Hadrianus was Roman Emperor from 117 to 138. He is best known for building Hadrian's Wall, which marked the northern limit of Roman Britain. In Rome, he re-built the Pantheon and constructed the Temple of Venus and Roma. In addition to being emperor, Hadrian was a humanist and was philhellene in all his tastes. He was the third of the so-called Five Good Emperors.

Hadrian was born Publius Aelius Hadrianus. His predecessor Trajan was a maternal cousin of Hadrian's father.Trajan never officially designated an heir, but according to his wife Pompeia Plotina, Trajan named Hadrian emperor immediately before his death. Trajan's wife and his friend Licinius Sura were well-disposed towards Hadrian, and he may well have owed his succession to them.
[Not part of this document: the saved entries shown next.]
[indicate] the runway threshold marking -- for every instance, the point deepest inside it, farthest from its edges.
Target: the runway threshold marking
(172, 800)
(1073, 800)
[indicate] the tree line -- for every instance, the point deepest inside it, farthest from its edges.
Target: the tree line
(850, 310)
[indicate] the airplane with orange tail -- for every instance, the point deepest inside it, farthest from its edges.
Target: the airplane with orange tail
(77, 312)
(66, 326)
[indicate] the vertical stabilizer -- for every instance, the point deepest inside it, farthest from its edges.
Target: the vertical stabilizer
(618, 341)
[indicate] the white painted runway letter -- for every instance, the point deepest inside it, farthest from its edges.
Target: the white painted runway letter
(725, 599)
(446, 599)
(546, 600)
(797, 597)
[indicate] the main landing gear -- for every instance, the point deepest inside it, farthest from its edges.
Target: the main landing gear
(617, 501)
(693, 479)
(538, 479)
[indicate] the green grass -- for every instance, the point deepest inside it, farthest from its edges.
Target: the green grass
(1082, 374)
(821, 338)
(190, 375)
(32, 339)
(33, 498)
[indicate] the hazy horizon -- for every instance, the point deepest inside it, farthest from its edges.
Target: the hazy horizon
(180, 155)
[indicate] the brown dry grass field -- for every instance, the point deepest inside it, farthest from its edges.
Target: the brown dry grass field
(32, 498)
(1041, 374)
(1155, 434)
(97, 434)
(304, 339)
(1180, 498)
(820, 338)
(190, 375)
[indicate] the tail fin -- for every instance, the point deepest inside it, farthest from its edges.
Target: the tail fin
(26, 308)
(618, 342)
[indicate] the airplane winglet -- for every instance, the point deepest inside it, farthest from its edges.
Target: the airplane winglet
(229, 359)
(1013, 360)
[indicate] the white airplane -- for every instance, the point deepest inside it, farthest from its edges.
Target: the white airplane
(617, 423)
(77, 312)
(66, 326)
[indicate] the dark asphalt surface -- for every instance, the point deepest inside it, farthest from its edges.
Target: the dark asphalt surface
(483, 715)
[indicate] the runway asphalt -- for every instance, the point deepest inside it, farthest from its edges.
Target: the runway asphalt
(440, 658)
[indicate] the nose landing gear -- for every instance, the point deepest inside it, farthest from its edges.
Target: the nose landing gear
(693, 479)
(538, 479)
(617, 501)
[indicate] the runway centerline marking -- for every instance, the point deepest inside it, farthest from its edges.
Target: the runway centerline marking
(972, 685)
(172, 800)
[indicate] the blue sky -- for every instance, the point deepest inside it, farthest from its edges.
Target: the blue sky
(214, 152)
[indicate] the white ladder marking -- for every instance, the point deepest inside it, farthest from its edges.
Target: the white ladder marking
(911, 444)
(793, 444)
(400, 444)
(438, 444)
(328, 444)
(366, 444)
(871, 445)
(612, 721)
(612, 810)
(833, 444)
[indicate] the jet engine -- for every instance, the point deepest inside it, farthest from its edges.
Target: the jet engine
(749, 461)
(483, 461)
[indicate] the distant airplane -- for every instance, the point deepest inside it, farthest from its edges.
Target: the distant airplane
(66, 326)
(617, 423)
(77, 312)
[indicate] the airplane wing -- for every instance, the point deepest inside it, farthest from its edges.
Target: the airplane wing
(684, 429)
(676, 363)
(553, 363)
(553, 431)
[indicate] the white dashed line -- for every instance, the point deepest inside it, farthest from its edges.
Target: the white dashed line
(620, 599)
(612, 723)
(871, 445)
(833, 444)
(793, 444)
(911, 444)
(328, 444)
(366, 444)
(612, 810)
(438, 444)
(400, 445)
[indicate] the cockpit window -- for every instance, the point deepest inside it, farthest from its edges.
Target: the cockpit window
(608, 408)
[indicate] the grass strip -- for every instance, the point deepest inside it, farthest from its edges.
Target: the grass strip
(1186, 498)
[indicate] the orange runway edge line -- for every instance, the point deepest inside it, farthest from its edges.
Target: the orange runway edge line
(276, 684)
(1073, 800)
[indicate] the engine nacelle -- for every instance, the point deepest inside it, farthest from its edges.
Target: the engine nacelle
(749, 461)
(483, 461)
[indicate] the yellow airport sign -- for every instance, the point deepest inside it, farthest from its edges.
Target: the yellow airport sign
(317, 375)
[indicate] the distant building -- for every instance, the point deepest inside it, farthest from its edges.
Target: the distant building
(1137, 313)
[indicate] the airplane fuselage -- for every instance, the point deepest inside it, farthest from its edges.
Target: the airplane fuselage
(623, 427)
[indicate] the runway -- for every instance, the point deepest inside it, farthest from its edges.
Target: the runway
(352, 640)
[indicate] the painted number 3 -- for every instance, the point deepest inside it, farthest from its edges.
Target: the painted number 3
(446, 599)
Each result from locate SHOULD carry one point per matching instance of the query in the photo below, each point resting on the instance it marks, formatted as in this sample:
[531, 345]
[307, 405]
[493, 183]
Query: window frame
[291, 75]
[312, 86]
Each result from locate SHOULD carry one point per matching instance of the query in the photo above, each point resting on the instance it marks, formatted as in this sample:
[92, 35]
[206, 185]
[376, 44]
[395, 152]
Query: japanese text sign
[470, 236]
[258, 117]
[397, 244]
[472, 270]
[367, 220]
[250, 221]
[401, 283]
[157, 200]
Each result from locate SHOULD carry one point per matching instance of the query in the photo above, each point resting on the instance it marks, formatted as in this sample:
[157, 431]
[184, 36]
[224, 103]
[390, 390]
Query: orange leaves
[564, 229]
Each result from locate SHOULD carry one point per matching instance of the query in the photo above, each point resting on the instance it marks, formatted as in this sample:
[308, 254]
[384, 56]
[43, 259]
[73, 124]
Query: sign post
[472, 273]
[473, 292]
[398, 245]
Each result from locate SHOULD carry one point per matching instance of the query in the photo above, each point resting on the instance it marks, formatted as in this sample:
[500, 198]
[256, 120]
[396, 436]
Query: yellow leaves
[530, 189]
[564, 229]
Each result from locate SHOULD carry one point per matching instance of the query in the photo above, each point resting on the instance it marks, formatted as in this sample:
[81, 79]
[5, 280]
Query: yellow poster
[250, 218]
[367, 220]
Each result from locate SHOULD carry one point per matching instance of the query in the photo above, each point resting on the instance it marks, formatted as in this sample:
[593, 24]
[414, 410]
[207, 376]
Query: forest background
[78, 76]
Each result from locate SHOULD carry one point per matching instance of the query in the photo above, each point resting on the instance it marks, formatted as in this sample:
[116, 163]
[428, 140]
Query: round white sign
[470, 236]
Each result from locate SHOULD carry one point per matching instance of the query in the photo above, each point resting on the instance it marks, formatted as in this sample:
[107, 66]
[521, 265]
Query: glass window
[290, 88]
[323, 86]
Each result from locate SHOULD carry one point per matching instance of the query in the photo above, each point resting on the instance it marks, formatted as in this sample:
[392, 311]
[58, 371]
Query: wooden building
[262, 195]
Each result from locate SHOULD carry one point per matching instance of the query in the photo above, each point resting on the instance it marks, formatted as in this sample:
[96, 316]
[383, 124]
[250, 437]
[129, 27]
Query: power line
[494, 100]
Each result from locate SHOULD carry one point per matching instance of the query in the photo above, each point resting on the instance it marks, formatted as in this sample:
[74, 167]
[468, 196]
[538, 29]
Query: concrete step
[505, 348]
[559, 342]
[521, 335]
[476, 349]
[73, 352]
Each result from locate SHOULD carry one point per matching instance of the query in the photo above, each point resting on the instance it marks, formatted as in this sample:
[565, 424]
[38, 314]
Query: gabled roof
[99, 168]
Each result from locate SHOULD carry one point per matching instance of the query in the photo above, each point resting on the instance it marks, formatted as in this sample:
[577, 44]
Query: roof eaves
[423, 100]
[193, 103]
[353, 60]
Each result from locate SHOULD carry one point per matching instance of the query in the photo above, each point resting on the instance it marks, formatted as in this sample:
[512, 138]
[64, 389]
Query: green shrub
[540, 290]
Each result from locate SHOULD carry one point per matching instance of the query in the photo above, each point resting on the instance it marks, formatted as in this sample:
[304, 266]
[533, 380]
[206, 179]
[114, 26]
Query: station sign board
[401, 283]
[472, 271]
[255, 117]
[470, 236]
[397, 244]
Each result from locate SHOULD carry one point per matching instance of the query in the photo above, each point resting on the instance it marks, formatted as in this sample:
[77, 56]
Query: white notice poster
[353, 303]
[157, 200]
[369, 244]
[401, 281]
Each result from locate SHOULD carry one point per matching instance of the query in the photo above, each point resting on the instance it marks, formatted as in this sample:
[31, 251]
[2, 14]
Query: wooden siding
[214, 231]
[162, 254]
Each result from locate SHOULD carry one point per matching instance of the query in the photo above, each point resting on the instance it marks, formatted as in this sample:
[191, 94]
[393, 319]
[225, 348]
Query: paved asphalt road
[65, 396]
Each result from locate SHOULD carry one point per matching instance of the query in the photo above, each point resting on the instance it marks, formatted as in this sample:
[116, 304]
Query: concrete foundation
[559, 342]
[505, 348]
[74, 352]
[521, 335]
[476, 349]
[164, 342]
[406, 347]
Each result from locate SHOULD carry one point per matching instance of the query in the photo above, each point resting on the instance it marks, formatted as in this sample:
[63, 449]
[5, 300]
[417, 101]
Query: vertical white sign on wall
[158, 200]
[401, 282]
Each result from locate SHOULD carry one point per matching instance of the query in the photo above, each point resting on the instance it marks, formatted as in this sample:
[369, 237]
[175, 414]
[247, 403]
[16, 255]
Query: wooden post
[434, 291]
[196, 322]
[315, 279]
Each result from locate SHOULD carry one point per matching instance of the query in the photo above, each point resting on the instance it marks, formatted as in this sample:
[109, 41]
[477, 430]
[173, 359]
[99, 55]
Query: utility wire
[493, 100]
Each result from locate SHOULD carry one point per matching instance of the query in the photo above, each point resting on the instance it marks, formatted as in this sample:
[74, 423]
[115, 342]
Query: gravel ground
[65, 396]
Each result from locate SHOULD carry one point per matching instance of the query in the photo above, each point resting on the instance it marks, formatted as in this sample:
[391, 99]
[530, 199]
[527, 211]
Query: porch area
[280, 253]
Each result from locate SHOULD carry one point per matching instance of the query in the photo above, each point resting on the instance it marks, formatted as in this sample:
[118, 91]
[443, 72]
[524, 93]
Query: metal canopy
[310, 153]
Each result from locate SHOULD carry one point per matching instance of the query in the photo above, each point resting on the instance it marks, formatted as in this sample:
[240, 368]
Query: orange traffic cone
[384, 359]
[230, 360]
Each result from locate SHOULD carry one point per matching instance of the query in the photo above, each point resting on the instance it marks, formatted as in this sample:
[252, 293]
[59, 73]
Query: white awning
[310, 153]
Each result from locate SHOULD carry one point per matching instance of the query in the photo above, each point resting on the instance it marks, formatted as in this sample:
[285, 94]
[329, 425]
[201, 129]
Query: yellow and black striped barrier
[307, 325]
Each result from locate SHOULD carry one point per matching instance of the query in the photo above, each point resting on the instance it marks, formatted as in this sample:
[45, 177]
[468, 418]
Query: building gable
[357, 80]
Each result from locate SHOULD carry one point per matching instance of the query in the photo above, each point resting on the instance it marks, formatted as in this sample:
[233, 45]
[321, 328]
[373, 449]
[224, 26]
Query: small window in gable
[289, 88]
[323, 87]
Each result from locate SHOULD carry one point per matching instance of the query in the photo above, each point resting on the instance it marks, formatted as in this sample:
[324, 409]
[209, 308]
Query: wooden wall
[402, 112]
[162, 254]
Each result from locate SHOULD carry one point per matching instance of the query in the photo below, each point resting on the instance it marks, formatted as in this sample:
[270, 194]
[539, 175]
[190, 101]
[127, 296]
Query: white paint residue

During his reign, Hadrian traveled to nearly every province of the Empire. An ardent admirer of Greece, he sought to make Athens the cultural capital of the Empire and ordered the construction of many opulent temples in the city. He used his relationship with his Greek favorite Antinous to underline his philhellenism and led to the creation of one of the most popular cults of ancient times. He spent extensive amounts of his time with the military; he usually wore military attire and even dined and slept amongst the soldiers. He ordered military training and drilling to be more rigorous and even made use of false reports of attack to keep the army alert. Upon his ascension to the throne, Hadrian withdrew from Trajan's conquests in Mesopotamia and Armenia, and even considered abandoning Dacia. Late in his reign he suppressed the Bar Kokhba revolt in Judaea, renaming the province Syria Palaestina. In 136 an ailing Hadrian adopted Lucius Aelius as his heir, but the latter died suddenly two years later. In 138, Hadrian resolved to adopt Antoninus Pius if he would in turn adopt Marcus Aurelius and Aelius' son Lucius Verus as his own eventual successors. Antoninus agreed, and soon afterward Hadrian died at Baiae.